A rift in SFI, with the breakaway DSF putting up an impressive show, and the resultant split in votes between them have gone to AISA’s advantage, say students

Sonakshi Pandit | September 16, 2013



Saffron may be the colour of choice for many in the aftermath of Narendra Modi’s “anointment” as BJP’s prime ministerial candidate, and black the colour of despair as leaders make a beeline for riot-hit Muzaffarnagar – chief minister Akhilesh Yadav visited on Sunday, followed by prime minister Manmohan Singh along with Sonia and Rahul Gandhi today – but red still remains the colour etched in one corner of the national capital.

As the results for the elections to the Jawaharlal Nehru University students’ union (JNUSU) were announced on Monday, and the Left-leaning All India Students Association (AISA) romped home by a comfortable margin, red flags appeared all over the campus, without any prompting, as the victorious students took out a rally.

The CPI(ML)-backed students’ outfit won all four seats for the central panel and bagged 17 counselor seats (School of Languages, School of International Studies, School of Social Studies etc).

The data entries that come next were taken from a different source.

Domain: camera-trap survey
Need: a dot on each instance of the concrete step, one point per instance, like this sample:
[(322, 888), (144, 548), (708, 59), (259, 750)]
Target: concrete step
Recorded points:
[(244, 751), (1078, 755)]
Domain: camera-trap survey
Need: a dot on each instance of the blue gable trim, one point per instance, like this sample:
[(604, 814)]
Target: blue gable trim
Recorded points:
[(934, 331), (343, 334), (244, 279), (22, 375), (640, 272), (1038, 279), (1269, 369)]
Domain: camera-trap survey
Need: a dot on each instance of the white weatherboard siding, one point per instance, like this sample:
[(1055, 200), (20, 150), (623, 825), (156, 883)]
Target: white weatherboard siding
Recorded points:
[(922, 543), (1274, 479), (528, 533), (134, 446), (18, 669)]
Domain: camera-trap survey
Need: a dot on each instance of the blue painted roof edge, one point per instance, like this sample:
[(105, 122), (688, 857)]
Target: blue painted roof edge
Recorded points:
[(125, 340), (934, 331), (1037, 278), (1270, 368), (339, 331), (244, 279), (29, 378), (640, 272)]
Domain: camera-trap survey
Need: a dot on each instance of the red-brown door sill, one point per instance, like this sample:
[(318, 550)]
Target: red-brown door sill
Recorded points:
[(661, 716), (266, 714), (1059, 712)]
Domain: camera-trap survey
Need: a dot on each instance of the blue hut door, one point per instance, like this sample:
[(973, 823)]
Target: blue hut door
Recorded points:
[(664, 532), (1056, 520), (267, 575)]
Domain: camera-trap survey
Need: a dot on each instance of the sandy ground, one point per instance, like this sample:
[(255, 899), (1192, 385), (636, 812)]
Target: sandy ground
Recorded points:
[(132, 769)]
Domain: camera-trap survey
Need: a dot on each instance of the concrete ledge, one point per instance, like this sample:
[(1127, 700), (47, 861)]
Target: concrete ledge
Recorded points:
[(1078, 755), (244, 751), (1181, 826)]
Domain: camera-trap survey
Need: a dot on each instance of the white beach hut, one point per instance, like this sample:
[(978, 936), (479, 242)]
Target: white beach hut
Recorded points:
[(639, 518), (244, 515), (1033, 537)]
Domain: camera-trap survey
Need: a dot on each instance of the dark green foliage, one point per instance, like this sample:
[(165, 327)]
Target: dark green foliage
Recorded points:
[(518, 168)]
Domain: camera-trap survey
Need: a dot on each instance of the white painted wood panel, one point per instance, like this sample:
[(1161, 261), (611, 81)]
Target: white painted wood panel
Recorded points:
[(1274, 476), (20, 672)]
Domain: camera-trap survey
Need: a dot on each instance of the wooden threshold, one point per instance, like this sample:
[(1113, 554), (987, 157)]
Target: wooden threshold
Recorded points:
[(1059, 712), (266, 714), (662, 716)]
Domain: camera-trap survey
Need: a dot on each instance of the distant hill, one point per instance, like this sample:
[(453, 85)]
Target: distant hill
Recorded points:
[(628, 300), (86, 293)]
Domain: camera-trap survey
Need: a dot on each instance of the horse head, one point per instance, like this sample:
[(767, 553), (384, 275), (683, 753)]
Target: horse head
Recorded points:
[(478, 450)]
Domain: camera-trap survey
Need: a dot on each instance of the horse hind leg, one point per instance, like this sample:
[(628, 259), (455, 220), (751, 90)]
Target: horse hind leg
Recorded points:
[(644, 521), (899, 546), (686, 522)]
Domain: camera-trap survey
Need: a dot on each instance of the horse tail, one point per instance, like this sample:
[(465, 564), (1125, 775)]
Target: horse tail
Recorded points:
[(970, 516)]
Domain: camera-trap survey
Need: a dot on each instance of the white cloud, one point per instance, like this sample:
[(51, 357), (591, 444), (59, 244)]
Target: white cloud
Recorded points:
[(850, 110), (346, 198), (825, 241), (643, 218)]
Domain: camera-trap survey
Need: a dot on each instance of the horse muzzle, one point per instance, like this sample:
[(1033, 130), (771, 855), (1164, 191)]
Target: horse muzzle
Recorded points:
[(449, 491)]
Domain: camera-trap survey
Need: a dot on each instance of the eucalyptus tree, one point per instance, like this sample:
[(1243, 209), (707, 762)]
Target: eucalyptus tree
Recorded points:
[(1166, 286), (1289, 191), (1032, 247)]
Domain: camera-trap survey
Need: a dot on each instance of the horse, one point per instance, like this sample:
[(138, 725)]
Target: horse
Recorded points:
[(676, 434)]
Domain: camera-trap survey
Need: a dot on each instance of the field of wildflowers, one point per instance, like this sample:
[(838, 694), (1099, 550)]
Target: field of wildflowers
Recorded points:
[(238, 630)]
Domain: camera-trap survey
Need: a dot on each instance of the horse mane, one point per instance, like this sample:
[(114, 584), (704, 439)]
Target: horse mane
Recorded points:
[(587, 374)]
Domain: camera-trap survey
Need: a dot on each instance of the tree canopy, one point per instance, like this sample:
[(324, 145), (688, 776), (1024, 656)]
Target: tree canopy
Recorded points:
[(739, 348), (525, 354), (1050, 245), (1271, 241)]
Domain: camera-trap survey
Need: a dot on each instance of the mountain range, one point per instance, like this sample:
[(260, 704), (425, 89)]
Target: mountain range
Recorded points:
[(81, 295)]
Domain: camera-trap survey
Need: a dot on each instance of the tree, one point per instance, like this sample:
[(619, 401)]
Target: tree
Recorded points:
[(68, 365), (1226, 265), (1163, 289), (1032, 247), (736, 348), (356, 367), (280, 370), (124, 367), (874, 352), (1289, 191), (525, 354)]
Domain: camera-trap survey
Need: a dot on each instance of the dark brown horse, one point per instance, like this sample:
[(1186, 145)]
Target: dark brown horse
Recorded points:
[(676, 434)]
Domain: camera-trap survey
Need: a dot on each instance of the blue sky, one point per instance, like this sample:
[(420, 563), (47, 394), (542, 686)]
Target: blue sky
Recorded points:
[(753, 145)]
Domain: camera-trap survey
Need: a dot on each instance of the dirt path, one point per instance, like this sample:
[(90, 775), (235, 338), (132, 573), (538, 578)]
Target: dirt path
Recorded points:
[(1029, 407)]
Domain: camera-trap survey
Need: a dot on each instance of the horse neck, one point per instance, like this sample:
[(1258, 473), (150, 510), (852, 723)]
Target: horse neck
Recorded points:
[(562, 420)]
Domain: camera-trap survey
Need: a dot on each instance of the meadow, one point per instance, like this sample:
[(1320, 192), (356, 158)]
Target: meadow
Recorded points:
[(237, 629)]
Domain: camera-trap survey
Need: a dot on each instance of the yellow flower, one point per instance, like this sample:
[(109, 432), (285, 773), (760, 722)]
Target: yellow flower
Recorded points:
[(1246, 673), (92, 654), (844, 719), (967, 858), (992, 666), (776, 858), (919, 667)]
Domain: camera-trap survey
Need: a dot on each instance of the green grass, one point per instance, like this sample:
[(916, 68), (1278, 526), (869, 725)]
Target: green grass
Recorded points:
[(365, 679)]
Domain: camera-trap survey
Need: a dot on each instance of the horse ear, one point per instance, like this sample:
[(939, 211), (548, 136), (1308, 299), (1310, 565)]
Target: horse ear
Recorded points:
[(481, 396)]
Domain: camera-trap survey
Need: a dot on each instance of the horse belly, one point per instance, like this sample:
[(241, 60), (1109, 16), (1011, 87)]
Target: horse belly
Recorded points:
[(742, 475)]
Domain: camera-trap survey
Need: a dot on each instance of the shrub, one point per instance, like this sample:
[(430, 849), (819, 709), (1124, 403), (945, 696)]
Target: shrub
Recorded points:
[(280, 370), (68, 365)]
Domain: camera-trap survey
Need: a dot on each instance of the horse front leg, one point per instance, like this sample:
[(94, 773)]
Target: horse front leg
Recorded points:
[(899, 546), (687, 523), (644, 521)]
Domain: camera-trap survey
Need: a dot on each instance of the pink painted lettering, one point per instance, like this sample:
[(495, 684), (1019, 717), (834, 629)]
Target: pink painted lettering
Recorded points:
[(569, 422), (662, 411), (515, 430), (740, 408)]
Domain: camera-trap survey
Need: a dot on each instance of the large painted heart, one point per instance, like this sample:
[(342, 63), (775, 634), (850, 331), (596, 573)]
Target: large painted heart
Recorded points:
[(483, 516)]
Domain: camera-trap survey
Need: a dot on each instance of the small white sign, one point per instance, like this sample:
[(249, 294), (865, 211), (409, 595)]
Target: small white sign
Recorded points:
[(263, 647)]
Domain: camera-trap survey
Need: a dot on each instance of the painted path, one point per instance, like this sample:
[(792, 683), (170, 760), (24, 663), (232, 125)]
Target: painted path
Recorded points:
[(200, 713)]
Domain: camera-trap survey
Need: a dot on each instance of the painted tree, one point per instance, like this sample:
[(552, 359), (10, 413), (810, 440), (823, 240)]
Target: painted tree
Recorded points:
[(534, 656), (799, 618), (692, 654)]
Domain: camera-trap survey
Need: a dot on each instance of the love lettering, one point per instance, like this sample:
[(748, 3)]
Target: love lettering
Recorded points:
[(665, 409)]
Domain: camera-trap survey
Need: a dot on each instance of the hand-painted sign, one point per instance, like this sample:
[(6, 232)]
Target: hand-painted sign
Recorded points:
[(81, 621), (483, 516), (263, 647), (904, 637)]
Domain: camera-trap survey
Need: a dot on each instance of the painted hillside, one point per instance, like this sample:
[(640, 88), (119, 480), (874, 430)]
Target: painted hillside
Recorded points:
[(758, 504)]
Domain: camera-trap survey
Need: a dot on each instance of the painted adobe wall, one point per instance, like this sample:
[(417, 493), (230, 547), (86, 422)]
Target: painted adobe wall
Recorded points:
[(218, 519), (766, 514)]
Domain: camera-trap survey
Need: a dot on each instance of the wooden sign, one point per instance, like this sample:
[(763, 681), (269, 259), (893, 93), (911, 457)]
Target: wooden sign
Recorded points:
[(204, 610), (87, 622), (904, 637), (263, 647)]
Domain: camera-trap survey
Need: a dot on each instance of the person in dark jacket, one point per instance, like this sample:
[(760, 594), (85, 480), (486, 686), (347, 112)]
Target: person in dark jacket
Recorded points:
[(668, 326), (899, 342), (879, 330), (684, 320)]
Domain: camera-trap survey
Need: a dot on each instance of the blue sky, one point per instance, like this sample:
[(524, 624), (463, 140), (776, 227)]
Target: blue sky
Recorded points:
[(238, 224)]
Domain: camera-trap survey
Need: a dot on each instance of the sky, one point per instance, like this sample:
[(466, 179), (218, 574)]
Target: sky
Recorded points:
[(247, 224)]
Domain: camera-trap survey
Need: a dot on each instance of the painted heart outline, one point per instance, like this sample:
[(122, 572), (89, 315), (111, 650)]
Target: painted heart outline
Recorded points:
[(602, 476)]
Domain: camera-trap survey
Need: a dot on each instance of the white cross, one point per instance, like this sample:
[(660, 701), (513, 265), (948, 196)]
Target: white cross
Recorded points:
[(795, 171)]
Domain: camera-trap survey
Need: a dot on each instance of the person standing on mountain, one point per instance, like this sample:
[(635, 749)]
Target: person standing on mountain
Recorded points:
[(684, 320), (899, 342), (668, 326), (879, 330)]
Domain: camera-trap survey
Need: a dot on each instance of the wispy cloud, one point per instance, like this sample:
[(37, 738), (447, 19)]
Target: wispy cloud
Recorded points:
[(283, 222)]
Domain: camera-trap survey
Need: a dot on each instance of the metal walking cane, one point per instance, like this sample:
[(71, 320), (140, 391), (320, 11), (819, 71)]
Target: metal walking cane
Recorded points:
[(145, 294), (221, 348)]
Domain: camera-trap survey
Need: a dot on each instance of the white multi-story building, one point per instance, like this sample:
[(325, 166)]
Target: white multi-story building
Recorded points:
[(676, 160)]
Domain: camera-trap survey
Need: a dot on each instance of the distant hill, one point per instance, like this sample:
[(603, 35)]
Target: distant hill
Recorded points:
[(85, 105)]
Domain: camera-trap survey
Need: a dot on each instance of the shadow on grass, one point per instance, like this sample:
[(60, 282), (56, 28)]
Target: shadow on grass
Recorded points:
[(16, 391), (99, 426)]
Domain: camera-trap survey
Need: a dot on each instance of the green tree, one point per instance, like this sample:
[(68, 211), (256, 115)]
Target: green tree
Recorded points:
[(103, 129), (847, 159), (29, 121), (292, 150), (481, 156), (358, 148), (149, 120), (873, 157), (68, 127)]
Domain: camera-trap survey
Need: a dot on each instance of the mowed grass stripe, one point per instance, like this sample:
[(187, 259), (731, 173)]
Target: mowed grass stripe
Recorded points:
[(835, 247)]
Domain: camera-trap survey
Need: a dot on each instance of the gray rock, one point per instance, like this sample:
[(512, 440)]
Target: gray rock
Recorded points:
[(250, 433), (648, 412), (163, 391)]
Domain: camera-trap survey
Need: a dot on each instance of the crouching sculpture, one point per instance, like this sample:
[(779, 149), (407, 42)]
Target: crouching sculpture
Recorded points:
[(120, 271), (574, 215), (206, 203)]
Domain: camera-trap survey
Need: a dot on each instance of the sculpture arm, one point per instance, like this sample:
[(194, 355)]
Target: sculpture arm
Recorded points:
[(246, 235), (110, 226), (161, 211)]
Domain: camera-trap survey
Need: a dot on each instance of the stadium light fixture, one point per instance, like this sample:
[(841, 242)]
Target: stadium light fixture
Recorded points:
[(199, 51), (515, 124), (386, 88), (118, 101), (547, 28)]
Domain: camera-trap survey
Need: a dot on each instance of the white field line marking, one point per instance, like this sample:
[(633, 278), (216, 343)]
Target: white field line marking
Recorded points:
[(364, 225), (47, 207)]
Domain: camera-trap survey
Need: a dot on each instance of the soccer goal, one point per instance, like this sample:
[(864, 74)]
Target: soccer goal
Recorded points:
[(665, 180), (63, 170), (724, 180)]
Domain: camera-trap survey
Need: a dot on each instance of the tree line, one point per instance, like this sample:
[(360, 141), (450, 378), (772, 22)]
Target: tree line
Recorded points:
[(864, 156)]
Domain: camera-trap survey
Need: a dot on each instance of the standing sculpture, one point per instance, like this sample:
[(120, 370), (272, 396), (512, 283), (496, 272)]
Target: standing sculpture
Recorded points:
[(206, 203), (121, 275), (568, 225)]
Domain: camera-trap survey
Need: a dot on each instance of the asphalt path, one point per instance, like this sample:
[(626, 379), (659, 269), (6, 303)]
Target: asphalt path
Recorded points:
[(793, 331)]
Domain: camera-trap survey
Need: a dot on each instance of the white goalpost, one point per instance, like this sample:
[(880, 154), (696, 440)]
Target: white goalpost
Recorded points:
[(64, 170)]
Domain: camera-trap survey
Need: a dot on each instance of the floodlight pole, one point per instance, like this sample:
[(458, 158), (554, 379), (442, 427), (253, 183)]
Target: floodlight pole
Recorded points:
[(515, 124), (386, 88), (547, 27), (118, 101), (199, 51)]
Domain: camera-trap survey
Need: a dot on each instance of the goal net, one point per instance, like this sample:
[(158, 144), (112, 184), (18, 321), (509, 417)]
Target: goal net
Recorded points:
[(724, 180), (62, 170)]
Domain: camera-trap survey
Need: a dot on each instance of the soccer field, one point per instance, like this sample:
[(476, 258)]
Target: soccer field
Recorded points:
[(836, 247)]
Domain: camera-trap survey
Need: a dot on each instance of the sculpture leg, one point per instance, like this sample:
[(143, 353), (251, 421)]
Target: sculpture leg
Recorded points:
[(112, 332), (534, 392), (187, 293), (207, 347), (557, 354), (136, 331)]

Akbar Chawdhary, Anubhuti Agnes Baba and Sandeep Saurav won by huge margins (for the posts of president, vice-president and secretary, respectively), while Sarfaraz Hamid had a narrow escape against DSF’s Sonam Goyal, winning the joint secretary’s post by only 60 votes. 

ALSO READ: AISA bhi hota hai: ABVP, NSUI no longer outsiders in JNUSU polls

The results appear almost a repeat of last year, when AISA had won all the top posts, barring that of the president’s. While the JNU campus retains largely a Left-leaning atmosphere despite reasonable performances by the BJP-affiliated ABVP and the Congress-backed NSUI, and the university has a constitution written with dollops of work by current CPI(M) general secretary Prakash Karat during his campus days in JNU, what is significant in the results announced today is the near-total decimation of the SFI, the students’ wing of Karat’s party, which ruled the roost on the campus not long ago.

According to students, the rift in SFI, with the breakaway Democratic Students Federation (DSF) putting up an impressive show, and the resultant split in votes between them have gone to AISA’s advantage.

No wonder, ABVP and NSUI are the reference point for AISA supporters, many of whom said the results show the youth’s rejection of the two major political parties and their policies. Om Prasad, an AISA supporter, said, “AISA’s victory is an answer to Modi’s model of development, which is only an attempt to bring in communal tension. It is also an answer to the Congress and its corruption and scams. People require a change that only AISA can provide.”

Anubhuti Agnes Baba, the new JNUSU vice-president, said, “The result is a mandate against the four-year undergraduate programme (FYUP), designed by the NSUI and ABVP, where students are treated as an experimental subject.”

Among the top issues on AISA’s list of agenda are reducing viva versus marks and to provide scholarship to PhD students for the complete seven years, instead of five years.